Oil Prices Dropped – Oversupply/Decline Expectation of Production Freeze
Oil prices had dropped on Thursday while market concentrated on oversupply and declining expectation of a production freeze. Global crude oil benchmark Brent had been down by 10 cents at $48.95 per barrel by 1230 GMT after closing down at 1.8% on Wednesday and U.S. light crude oil fell by 15 cents at $46.62 a barrel, after slipping by 2.8% on Wednesday.
In the first three weeks of August the oil prices had increased over 20% on talk of a probable deal by oil exporters to freeze production levels in an attempt to support prices. On September 26-28, members of the Organization of the Petroleum Exporting Countries would be meeting on the side-lines of the International Energy Forum, with groups and consumers in Algeria.
There are rumours that the meeting would agree to some kind of output curbs when similar attempts for production freeze had failed in April. Expectations however of a deal have been restrained by the record of OPEC output where some analysts envisage the vision of voluntary restrictions. Senior oil analyst at Commerzbank in Frankfurt, Carsten Fritsch, states that speculators pressed the price up expecting an output freeze that is doubtful to take place and perceives downside risk if the expectations are being scaled back.
Effects Minimal on Physical Market
U.S. investment bank Jefferies approved informing clients recently that even if a freeze had been agreed, the effects would seem to be minimal on the physical market. It was mentioned in a report that they did not expect a production freeze, let alone a production cut from the OPEC meeting.
With the output reaching almost record levels from several of the top producers and the demand unsteady, there seems to be little vision to the end of the surplus which had pulled down the prices of crude from more than $100 per barrel in 2014 to their present sub-$50 stages.

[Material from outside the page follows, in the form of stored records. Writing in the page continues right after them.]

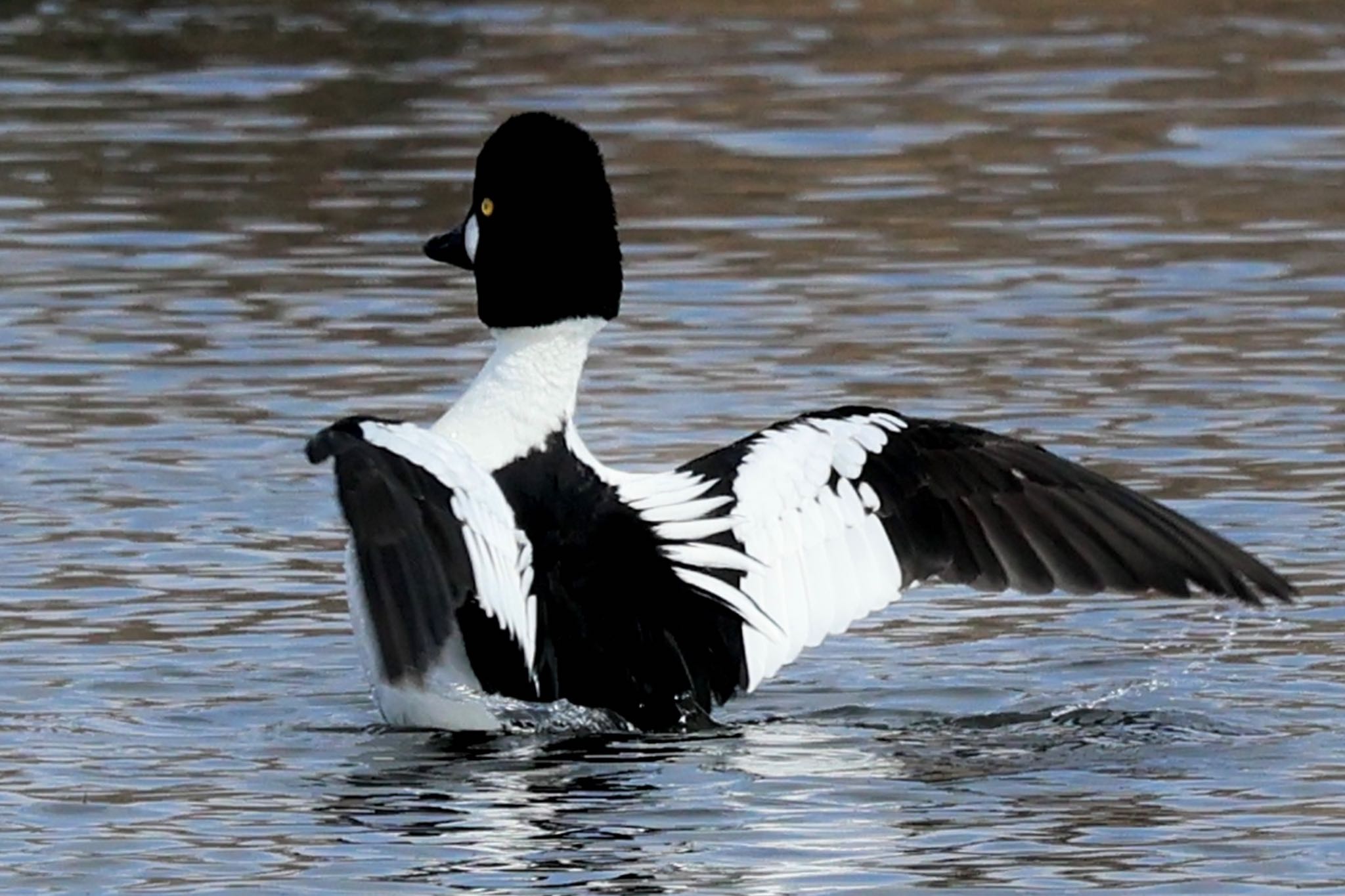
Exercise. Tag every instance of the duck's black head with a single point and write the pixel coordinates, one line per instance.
(541, 233)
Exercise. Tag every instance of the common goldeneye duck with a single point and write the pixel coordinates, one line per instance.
(493, 554)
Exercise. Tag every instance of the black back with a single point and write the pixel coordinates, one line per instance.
(618, 628)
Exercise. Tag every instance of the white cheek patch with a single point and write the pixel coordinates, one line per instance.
(471, 237)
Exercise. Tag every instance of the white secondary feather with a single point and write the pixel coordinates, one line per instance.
(500, 554)
(827, 558)
(814, 555)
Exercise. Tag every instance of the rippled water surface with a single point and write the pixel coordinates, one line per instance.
(1118, 227)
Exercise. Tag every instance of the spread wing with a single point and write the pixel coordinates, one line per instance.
(435, 543)
(841, 511)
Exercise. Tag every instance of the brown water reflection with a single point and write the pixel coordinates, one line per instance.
(1114, 226)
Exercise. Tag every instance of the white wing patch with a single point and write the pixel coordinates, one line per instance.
(816, 557)
(500, 554)
(824, 557)
(676, 507)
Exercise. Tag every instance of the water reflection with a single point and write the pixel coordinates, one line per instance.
(1113, 227)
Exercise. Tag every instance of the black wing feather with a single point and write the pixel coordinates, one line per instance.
(970, 507)
(413, 562)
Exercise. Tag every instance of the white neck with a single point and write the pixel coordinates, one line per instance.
(525, 393)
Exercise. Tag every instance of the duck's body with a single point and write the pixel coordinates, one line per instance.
(493, 554)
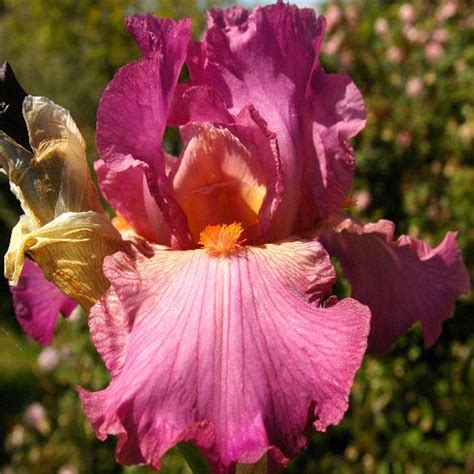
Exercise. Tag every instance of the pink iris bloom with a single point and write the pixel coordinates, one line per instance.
(218, 326)
(220, 333)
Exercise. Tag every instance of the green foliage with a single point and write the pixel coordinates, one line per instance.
(410, 411)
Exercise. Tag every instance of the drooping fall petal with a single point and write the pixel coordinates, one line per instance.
(402, 282)
(38, 303)
(70, 250)
(225, 352)
(54, 177)
(218, 181)
(11, 101)
(245, 58)
(64, 229)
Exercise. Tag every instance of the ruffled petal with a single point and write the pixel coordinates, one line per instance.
(55, 177)
(337, 114)
(11, 100)
(38, 302)
(402, 282)
(228, 353)
(70, 250)
(270, 59)
(127, 191)
(134, 109)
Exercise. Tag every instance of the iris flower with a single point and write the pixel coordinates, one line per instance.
(213, 310)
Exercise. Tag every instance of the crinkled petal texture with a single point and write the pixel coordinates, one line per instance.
(270, 59)
(64, 229)
(228, 353)
(38, 303)
(402, 282)
(11, 100)
(54, 177)
(126, 188)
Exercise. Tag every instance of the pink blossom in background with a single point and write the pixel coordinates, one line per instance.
(48, 359)
(395, 54)
(433, 51)
(36, 314)
(447, 10)
(440, 36)
(35, 416)
(404, 138)
(362, 199)
(333, 16)
(333, 44)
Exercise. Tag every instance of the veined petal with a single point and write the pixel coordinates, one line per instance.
(126, 189)
(134, 109)
(197, 107)
(70, 250)
(313, 114)
(218, 181)
(241, 55)
(402, 282)
(228, 353)
(38, 302)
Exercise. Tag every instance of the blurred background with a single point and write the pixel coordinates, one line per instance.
(411, 411)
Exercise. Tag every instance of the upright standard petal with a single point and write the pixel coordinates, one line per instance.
(402, 282)
(38, 303)
(270, 59)
(228, 353)
(70, 250)
(54, 177)
(134, 109)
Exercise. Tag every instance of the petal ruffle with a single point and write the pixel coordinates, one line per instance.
(240, 56)
(227, 353)
(337, 114)
(402, 282)
(70, 250)
(126, 189)
(134, 109)
(38, 302)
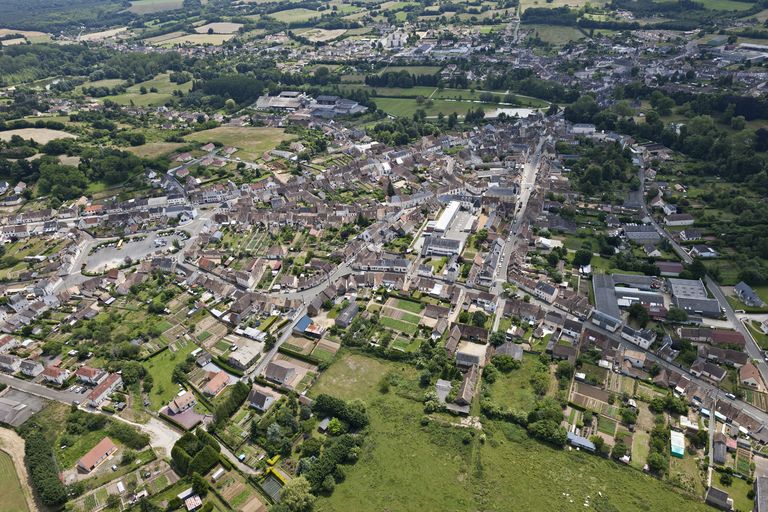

High storage levels too seemed to be weighing on the market. Commercial crude oil stocks, in the United States had increased by 2.5 million barrels to 523.6 million barrels, higher by 16% than a year ago.
Stocks across the world, with regards to refined products also brimmed as the demand slowed while refinery output seemed to stay high. BNP Paribas has commented that `ample inventories were due to weaker demand in Asia though more generally were driven by excess supply generated by refiners maximising runs, notably to produce gasoline in the U.S.’.
China’s Indirect Demand of Oil Dropped
According to Reuters’ calculations utilising official data, the indirect demand of oil of China had dropped by 0.3% from a year earlier to 10.58 million barrels a day in July.
After Saudi Energy Minister Khalid Al-Falih had informed Reuters that oil had paired some gains, he was of the belief that any substantial oil market intervention would be essential as the demand for crude would be picking up well around the world. He informs that there has been no discussion of substance still on the production levels of OPEC.
His comments strengthened the belief of several market participants which the September meeting would not resort to any production curbs particularly with the recent data portraying the Saudis and fellow OPEC member Iran were driving as much as they could.